When Norah Stoddard tries out for the high school men's varsity baseball team in 1986, she rocks little Glorious, Wisconsin out of the malaise spawned by the farm crisis. When her alcoholic mother and the latest of Mom's abusive "boyfriends" drive Norah from her home, Bee Cooney and Reb Early, proprietors of Degan's Dinky Diner, take Norah in. "The voice of Glorious," Kenny Kellogg, a cynical radio vagabond, has fallen from the heights, his slide into Glorious slicked by liquor and loneliness. A young woman in town looking for her biological dad, the disgraced ex-editor of the town weekly, and Norah, may just turn his life around along with their own.
Review :
"If you love baseball, rock 'n' roll and small-town diners, you can't do better than Marshall Cook's Glorious. Cook immerses us in a world where deeply-held values encounter a rapidly changing world. The result is a joy to read." --Craig Werner, Professor of Afro-American Studies, University of Wisconsin-Madison and author of A Change is Gonna Come: Music and Race and the Soul of America, We Gotta Get Outta This Place: The Soundtrack of the Vietnam War (with Doug Bradley), and others books.
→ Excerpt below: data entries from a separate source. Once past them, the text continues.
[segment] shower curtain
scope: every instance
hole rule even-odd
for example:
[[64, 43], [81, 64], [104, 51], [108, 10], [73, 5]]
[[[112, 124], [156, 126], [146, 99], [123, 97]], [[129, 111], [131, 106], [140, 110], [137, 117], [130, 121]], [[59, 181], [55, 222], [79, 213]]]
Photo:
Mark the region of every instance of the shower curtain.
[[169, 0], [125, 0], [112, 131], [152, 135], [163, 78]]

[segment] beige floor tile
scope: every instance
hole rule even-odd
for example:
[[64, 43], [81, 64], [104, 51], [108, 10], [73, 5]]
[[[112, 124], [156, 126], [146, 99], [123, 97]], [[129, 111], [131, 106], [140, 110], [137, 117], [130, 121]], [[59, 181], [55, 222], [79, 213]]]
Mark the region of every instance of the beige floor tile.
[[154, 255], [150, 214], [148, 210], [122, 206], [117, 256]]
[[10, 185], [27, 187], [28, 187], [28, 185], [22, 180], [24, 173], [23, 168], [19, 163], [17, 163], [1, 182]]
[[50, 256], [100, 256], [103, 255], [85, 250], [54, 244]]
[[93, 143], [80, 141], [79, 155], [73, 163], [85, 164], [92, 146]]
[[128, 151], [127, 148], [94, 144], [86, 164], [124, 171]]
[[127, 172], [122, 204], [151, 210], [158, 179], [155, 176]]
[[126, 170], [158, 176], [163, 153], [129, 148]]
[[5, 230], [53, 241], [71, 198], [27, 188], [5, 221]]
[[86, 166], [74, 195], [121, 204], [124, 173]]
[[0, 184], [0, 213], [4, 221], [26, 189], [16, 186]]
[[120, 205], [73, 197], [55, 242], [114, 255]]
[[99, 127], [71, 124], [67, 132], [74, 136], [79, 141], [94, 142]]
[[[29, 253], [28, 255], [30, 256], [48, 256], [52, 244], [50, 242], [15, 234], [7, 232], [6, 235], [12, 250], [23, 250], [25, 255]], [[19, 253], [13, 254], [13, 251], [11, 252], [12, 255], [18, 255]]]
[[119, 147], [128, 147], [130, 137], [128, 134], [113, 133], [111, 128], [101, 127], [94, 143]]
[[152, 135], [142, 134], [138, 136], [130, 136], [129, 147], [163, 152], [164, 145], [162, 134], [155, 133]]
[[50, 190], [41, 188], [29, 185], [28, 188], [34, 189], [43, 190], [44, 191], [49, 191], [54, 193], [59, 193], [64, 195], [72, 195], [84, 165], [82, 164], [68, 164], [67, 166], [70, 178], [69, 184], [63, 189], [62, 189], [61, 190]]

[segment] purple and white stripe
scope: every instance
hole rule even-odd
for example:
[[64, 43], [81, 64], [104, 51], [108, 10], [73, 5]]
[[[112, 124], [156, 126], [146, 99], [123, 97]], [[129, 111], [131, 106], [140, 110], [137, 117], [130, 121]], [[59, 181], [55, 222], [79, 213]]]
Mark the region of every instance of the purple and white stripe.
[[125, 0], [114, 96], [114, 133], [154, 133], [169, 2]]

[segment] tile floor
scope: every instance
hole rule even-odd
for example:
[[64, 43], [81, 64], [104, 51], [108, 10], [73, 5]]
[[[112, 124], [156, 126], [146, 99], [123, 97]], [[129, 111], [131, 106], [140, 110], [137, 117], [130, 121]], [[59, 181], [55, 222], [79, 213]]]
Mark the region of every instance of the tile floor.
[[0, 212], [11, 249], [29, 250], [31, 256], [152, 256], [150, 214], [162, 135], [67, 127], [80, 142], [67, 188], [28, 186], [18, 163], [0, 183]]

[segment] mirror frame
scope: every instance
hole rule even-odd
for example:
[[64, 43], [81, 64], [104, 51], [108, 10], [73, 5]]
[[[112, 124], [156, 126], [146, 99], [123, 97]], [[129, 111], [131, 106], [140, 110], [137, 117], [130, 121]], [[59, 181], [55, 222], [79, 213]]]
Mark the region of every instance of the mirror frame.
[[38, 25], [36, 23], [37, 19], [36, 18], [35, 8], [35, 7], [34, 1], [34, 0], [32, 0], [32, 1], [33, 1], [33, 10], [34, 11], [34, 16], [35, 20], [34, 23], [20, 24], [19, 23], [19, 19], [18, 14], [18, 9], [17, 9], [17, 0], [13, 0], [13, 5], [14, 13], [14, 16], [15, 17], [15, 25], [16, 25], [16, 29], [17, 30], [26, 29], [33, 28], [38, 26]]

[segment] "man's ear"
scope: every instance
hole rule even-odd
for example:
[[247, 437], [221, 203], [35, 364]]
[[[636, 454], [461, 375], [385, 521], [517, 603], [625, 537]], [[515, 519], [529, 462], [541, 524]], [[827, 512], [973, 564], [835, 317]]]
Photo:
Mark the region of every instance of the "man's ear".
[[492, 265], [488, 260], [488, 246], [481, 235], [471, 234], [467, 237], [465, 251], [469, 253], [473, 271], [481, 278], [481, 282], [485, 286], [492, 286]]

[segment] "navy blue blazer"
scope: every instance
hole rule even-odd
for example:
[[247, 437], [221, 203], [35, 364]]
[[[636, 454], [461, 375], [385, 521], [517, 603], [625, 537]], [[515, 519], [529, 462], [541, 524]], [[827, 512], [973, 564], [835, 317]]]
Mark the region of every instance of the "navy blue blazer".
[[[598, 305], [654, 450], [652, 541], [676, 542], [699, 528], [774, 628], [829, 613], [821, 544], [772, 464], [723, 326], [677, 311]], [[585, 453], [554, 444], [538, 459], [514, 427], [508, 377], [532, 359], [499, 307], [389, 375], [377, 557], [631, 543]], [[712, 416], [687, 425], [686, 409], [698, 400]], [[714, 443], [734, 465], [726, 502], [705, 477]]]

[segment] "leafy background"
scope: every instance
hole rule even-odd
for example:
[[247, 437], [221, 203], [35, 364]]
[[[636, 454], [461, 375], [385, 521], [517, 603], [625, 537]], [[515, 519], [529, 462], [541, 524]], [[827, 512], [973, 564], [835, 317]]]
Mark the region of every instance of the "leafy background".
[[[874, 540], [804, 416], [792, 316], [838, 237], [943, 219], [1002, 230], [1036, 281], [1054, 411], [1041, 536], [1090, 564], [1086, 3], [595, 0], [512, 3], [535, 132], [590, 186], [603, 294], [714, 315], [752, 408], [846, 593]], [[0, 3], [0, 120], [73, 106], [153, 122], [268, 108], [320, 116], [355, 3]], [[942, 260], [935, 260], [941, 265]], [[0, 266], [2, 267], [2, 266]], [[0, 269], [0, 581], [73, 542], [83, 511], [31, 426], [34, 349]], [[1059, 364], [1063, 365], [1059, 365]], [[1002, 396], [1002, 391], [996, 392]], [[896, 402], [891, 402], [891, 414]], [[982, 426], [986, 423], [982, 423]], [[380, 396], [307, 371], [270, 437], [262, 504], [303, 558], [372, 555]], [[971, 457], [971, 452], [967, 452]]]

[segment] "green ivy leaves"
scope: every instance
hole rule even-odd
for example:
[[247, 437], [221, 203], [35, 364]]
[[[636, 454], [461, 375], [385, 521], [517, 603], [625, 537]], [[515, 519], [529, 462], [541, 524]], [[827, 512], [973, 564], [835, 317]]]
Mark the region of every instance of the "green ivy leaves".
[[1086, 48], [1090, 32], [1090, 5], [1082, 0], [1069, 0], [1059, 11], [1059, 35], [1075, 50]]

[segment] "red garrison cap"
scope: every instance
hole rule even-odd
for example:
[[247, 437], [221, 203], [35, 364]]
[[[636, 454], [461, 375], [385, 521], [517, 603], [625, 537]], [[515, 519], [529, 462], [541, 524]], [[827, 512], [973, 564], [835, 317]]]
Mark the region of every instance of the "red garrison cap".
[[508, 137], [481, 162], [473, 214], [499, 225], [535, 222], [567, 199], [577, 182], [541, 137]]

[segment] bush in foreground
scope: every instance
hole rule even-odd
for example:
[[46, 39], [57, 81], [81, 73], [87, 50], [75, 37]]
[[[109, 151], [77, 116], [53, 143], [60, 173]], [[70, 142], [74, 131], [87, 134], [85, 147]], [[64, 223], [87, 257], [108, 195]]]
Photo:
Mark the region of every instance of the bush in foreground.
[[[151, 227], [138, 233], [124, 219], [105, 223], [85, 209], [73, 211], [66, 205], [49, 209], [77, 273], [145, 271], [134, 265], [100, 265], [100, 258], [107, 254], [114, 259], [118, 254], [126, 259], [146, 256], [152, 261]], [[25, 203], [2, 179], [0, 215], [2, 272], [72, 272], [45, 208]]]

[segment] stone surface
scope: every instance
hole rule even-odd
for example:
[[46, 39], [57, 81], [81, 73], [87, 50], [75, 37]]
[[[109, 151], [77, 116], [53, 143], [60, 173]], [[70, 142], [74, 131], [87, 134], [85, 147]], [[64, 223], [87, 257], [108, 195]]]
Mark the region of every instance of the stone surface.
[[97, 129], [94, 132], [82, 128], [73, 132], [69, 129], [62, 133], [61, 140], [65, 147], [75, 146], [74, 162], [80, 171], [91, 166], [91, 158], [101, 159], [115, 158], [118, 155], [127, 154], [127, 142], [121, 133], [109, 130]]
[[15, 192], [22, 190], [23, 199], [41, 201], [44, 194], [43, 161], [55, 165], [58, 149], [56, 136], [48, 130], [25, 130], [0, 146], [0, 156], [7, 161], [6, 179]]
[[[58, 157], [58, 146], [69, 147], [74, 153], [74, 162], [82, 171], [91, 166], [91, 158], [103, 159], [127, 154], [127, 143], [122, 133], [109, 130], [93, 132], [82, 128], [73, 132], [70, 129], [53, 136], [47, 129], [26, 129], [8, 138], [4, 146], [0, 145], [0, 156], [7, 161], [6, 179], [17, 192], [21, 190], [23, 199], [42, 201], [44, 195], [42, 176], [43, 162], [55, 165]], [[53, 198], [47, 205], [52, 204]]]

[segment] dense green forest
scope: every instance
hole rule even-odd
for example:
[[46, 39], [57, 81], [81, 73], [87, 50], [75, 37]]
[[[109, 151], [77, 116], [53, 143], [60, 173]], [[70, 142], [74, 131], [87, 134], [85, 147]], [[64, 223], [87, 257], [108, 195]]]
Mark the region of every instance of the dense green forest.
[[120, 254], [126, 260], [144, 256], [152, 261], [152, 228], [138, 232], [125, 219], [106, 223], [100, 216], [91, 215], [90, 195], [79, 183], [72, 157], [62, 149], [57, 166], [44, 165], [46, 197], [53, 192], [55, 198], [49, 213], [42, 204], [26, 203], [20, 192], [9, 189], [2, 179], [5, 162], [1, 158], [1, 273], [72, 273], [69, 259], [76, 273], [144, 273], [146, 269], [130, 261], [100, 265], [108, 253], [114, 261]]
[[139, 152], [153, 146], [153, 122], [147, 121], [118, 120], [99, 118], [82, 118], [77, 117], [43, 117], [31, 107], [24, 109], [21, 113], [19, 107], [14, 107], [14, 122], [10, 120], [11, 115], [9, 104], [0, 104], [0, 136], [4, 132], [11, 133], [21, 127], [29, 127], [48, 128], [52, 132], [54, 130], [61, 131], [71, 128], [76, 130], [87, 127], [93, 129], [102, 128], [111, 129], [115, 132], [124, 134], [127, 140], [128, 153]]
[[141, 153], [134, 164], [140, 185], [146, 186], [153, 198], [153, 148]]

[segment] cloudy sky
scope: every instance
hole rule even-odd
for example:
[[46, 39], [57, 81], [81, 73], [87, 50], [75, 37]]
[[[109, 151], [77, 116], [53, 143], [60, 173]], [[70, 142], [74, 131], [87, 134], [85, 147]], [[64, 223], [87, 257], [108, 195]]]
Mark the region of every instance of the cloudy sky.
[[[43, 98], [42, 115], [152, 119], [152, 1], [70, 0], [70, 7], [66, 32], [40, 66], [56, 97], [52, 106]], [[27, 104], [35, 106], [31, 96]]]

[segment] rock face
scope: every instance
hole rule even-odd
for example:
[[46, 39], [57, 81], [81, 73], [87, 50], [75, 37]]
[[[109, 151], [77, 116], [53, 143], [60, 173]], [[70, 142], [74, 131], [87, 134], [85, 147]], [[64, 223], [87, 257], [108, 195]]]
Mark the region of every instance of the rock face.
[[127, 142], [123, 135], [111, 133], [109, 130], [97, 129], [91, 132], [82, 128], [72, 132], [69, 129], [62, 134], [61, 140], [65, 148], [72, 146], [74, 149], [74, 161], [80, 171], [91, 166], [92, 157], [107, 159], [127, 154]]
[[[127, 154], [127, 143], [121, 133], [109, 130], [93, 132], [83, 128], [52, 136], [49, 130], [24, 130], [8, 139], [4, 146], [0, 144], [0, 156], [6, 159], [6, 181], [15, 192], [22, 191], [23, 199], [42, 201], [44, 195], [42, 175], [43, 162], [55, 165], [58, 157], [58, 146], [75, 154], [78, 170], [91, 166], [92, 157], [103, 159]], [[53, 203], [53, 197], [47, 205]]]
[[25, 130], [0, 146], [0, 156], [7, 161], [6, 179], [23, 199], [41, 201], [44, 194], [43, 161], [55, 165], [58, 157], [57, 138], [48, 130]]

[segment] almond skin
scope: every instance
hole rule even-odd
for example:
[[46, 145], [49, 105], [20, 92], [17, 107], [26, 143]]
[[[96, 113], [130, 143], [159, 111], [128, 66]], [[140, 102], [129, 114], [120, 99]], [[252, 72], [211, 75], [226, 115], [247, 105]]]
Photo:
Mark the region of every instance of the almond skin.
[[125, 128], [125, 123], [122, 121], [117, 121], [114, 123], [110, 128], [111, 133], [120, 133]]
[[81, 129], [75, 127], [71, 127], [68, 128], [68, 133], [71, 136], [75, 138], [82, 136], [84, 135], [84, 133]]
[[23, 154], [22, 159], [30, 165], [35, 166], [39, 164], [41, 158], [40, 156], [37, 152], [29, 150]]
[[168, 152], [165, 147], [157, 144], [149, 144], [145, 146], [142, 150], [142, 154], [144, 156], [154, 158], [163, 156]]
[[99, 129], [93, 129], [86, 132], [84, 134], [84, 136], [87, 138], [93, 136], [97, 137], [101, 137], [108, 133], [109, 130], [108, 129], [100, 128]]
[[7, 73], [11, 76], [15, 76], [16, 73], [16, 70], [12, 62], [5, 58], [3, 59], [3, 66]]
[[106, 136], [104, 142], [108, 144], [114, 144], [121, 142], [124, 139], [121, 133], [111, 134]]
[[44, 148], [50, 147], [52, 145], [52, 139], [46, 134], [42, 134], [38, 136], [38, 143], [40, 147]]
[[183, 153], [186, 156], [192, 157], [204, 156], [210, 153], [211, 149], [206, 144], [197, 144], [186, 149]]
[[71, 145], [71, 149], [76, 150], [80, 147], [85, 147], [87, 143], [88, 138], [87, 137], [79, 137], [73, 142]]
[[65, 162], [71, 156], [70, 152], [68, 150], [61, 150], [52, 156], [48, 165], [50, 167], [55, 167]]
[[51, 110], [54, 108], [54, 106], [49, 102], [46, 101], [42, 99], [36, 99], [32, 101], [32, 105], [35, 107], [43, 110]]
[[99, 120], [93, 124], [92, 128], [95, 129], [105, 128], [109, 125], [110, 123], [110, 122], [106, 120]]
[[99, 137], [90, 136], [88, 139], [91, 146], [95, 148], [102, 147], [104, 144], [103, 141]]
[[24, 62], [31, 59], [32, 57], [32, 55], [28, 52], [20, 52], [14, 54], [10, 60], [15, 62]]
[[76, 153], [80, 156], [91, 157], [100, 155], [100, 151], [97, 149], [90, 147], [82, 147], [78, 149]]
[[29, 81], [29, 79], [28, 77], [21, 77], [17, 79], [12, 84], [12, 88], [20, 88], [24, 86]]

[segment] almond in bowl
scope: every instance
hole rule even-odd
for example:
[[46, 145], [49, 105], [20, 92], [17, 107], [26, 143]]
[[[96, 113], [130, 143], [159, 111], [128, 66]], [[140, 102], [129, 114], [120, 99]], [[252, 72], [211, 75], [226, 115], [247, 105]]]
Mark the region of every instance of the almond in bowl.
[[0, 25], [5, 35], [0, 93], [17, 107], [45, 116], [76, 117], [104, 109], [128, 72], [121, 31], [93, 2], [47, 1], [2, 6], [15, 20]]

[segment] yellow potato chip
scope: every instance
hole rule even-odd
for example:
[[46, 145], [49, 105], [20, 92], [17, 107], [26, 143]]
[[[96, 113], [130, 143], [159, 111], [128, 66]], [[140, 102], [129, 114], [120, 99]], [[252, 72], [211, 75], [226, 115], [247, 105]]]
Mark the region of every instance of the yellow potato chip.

"Marshall Cook aptly captures the essence of small-town Americana, creating an array of wonderful people with problems and dreams that are relatable in today's world. A highly recommended escape from our hurly-burly world." --Christine DeSmet, faculty associate in writing and director of the Write-by-the-Lake Writer's Workshop & Retreat at UW-Madison, award-winning screenwriter, and author of Fudge Shop mystery series and Mischief in Moonstone mystery series.
"Marshall Cook creates a midwestern version of 'Northern Exposure' peopled with characters as engaging as they are memorable. I don't think anyone writes about small-town USA like Marshall does." --Maddy Hunter, author of the Passport to Peril mystery series.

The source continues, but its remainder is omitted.